God of War: Origins Collection features native 1080p high-definition video, anti-aliased graphics at 60 frames per second, DualShock 3 rumble features, Trophies, and is the only God of War release to feature Stereoscopic 3D. The God of War – Game Directors Live documentary, Kratos Legionnaire bonus skin, and Forest of the Forgotten combat arena (originally pre-order bonuses for Ghost of Sparta) are also included with the Origins Collection.

===Reception===
God of War: Origins Collection received positive reviews from critics. It received a score of 86.62% based on 41 reviews on GameRankings and 84/100 based on 58 reviews on Metacritic.

IGN stated, "Sony succeeded at making good games better" and that it "acts as a time lapse experiment for players to get a really good look at how a developer evolves from one game to another". GamePro noted the lack of new bonus content, and said, "3D doesn't necessarily radically redefine the experience. It does, however, make things like boss fights and magical effects much more mesmerizing", but added that, "all of the in-game cinematics are not in 3D, which is … unfortunate considering how cutscenes are such an integral part of the storytelling in any God of War game". By June 2012, God of War: Origins Collection had sold 711,737 copies worldwide.

==God of War Saga==

God of War Saga is a collection of five of the God of War games for the PlayStation 3 released as part of Sony's PlayStation Collections line on August 28, 2012, in North America; it was not released elsewhere. The collection includes God of War, God of War II, God of War III, Chains of Olympus, and Ghost of Sparta. It features two Blu-ray Discs—God of War I and II on the first and III on the second—and a voucher to download Chains of Olympus and Ghost of Sparta. The games retain the same features as their first PS3 releases. The collection also includes exclusive bonus content and a voucher for a one-month trial of PlayStation Plus. The games, with the exception of God of War III, are also available to download from the PlayStation Store. From September 27 until October 5, 2012, to celebrate the release of God of War Saga, PlayStation.Blog ran a weekly countdown of the top five God of War epic moments as voted by the God of War Facebook community. "The Death of Ares" from the original God of War was voted as the "#1 most epic God of War moment of All Time".

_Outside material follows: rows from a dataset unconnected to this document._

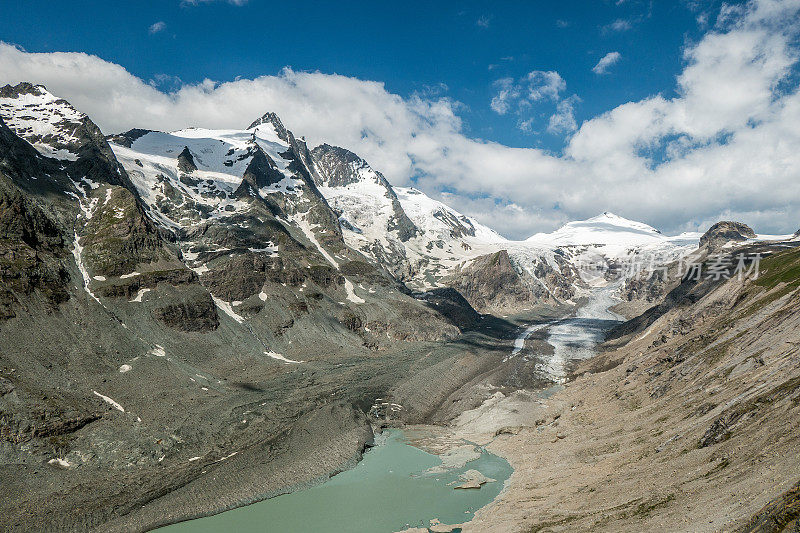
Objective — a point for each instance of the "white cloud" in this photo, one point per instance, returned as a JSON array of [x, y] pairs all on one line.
[[483, 21], [523, 93], [563, 121], [618, 25], [726, 145], [157, 27], [606, 61]]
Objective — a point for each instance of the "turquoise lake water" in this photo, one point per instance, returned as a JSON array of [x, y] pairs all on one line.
[[387, 491]]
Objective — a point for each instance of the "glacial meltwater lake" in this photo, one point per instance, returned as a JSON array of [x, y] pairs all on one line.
[[388, 490]]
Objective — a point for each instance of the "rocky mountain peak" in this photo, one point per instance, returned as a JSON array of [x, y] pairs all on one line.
[[272, 119], [186, 161], [724, 232], [260, 172], [339, 167], [127, 138]]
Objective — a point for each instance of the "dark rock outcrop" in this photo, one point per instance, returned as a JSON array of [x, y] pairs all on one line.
[[127, 138], [723, 232]]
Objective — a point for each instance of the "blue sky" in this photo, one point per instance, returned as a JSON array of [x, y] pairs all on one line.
[[525, 115], [456, 49]]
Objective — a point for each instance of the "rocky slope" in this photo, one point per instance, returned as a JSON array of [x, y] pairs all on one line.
[[683, 423], [175, 303]]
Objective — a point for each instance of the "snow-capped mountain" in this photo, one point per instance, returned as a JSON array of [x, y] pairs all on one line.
[[260, 194]]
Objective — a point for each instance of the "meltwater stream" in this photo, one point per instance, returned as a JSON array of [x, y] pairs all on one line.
[[575, 338], [396, 486], [389, 490]]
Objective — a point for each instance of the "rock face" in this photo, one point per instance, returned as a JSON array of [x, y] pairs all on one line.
[[688, 402], [150, 314], [494, 283], [186, 161], [724, 232]]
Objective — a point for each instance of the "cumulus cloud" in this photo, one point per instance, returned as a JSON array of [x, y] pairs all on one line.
[[726, 145], [157, 27], [521, 95], [618, 25], [483, 21], [606, 61], [563, 121]]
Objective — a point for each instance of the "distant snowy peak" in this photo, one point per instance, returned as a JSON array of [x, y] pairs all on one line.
[[50, 124], [605, 229]]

In Latin America, an exclusive version of God of War Saga, titled God of War: Omega Collection, was released in November 2012. The Omega Collection features three Blu-ray discs, as opposed to two, with Chains of Olympus and Ghost of Sparta included on the third disc. It also includes a SteelBook game case with exclusive artwork and a limited edition bronze statue of Kratos, created by an Argentine artist.

===Reception===
Ryan Fleming of Digital Trends wrote that the collection "is perhaps the best value buy for any console available", and that for fans of the series, "this collection is not for you" as all games (with the exception of God of War III) are available for download, and it will "likely be redundant". However, new or inexperienced players should buy it. Fleming added that it was odd that the PSP games were included as downloads, and would like to have seen content migrate over to the PlayStation Vita. Jeffrey L. Wilson of PC Magazine gave the collection a 4 out of 5 and called it "an excellent purchase for anyone looking for cinematic, blood-drenched action—especially newcomers who get five titles for the price of one", but added that long time fans may not find much value in the collection.

==God of War Trilogy Remake==
God of War Trilogy Remake is an upcoming collection consisting of full remakes of God of War (2005), God of War II (2007), and God of War III (2010). It was announced as of part of the franchise's 20th-anniversary year during Sony's State of Play presentation on February 12, 2026, by TC Carson; Carson, who was Kratos's original voice actor from the Greek games, will return to portray the character in the remake trilogy. At the time of the announcement, the game was in early development for the PlayStation 5.